Swivel’s Team in Austin, courtesy photo

Swivel, an Austin-based office leasing platform, announced Tuesday that it has raised $8 million.

The Austin-based startup plans to use the funds to expand nationwide starting with the Denver, Colorado market, said Scott Harmon, Swivel’s co-founder, and CEO.

Swivel’s $8 million Series A round was led by Jim Breyer of Breyer Capital. Breyer was one of the first institutional investors in Facebook. Breyer is investing $5 million with the remaining investment coming from JLL Spark, which is the largest real estate brokerage firm in Austin.

“The future of real estate will continue to be defined by the demand for flexibility,” Breyer, founder, and CEO, Breyer Capital, said in a news release. “Swivel is positioned to redefine the entire office leasing experience for startups and established companies alike by eliminating upfront costs and move-out penalties. Swivel brings an innovative fintech-based approach that allows landlords to streamline leasing through terms that deliver the value of flexibility to tenants, as well as their investors.”

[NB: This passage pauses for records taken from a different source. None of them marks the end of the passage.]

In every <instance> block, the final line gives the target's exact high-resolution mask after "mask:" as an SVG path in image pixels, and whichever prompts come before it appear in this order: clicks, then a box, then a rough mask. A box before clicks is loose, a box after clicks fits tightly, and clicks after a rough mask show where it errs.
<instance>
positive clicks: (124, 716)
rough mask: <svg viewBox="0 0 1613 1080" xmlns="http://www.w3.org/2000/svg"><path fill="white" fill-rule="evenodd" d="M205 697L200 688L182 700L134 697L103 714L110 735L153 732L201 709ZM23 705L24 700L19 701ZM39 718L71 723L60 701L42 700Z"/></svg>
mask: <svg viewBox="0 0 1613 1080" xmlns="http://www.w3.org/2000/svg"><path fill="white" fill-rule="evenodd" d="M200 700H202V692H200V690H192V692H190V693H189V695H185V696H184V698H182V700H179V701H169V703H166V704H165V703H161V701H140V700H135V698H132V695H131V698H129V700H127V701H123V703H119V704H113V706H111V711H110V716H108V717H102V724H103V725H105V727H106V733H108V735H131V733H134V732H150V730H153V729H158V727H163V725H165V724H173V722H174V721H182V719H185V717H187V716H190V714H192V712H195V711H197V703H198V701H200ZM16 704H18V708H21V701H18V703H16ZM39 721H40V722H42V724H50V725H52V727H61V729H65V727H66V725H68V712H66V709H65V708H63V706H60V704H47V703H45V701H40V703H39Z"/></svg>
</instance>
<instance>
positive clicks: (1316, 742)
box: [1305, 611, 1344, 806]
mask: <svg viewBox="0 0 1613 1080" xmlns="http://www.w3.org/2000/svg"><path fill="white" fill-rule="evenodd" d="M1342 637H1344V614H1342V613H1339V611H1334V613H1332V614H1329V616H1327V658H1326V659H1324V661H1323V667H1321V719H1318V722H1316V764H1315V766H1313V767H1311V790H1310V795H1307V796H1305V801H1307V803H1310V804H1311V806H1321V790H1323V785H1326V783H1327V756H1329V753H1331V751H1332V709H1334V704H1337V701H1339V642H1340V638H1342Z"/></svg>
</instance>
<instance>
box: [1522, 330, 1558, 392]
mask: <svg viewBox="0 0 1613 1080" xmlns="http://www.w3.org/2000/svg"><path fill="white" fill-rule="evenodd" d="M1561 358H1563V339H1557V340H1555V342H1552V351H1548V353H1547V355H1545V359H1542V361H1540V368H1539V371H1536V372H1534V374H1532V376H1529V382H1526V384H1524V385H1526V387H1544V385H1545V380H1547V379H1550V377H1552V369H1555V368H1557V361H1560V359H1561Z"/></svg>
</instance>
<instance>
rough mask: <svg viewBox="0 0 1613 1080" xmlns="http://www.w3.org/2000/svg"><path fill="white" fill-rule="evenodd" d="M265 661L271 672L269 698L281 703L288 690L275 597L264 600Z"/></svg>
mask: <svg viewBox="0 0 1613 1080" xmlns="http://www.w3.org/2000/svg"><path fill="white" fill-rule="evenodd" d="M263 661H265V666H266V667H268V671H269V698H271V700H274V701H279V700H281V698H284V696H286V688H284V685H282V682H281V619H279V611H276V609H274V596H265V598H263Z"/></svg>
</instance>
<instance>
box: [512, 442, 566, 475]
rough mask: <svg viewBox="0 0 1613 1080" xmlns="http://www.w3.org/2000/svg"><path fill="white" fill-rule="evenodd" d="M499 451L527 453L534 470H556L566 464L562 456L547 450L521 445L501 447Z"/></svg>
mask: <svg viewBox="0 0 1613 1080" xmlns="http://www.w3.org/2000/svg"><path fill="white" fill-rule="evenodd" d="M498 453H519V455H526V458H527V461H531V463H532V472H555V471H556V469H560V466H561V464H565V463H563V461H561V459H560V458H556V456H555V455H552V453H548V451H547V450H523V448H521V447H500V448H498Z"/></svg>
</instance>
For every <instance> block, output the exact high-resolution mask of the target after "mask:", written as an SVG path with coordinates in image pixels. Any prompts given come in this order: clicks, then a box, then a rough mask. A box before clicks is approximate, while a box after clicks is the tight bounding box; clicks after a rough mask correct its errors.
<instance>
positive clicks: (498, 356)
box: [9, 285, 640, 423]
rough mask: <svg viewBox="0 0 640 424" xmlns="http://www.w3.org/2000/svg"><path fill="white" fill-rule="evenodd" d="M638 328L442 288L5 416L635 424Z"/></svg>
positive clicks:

Swivel, founded in 2016, previously raised $6.6 million in seed-stage financing. It officially launched last November with its agile leasing platform targeting middle tier, growing companies seeking to level-up from co-working spaces or expand into bigger private spaces. Swivel works with tenants such as Dremio, Graylog, Guideline 401K, hOp, Plivo, Samcart, TalentRobot and Vertify.

 “We’ve been testing the Swivel platform out primarily in Austin for two years now,” Harmon said. Swivel has been perfecting its model in Texas before launching it nationwide, he said.

“Late last year we felt like we had enough landlords and tenants that had used Swivel to go nationwide,” he said.

Swivel, which has 10 employees, plans to hire 10 to 20 more people this year to take Swivel beyond Texas to eight or nine cities, Harmon said.

In addition to Denver, Swivel is considering expanding to Boston, New York, Northern Virginia, Charlotte, NC, Los Angeles, Salt Lake, and San Francisco.

“Swivel works hand and glove with landlords,” Harmon said.

The company looks for landlords that want to offer more flexible leases ranging from one year to three years for their buildings. Those short-term leases appeal to fast-growing companies in the technology industry, but also to marketing firms, financial services companies, and creative firms, he said.

“That’s really a trend that started in tech but has grown really rapidly,” Harmon said. The number one requirement is companies want a more flexible way to lease office space today, he said.

Swivel has primarily been in the Austin market, but it has partners in Dallas and Houston, Harmon said. It doesn’t have a presence yet in San Antonio, but it is working on launching one, he said.

Austin remains a real tight real estate market, Harmon said. The prices continue to go up and downtown is becoming prohibitively expensive, he said. Now, the number one requested area is East Austin for office space, he said. But most California companies relocating to Austin are still asking for downtown locations, he said.

“They want their first office to be in a cool space,” he said.

Companies like to be in areas where there are good restaurants, Harmon said.

And the prices are still relatively inexpensive in Austin compared to the Bay area, he said

“The workforce whether they are engineers, sales or marketing people they want to be where the action is,” Harmon said.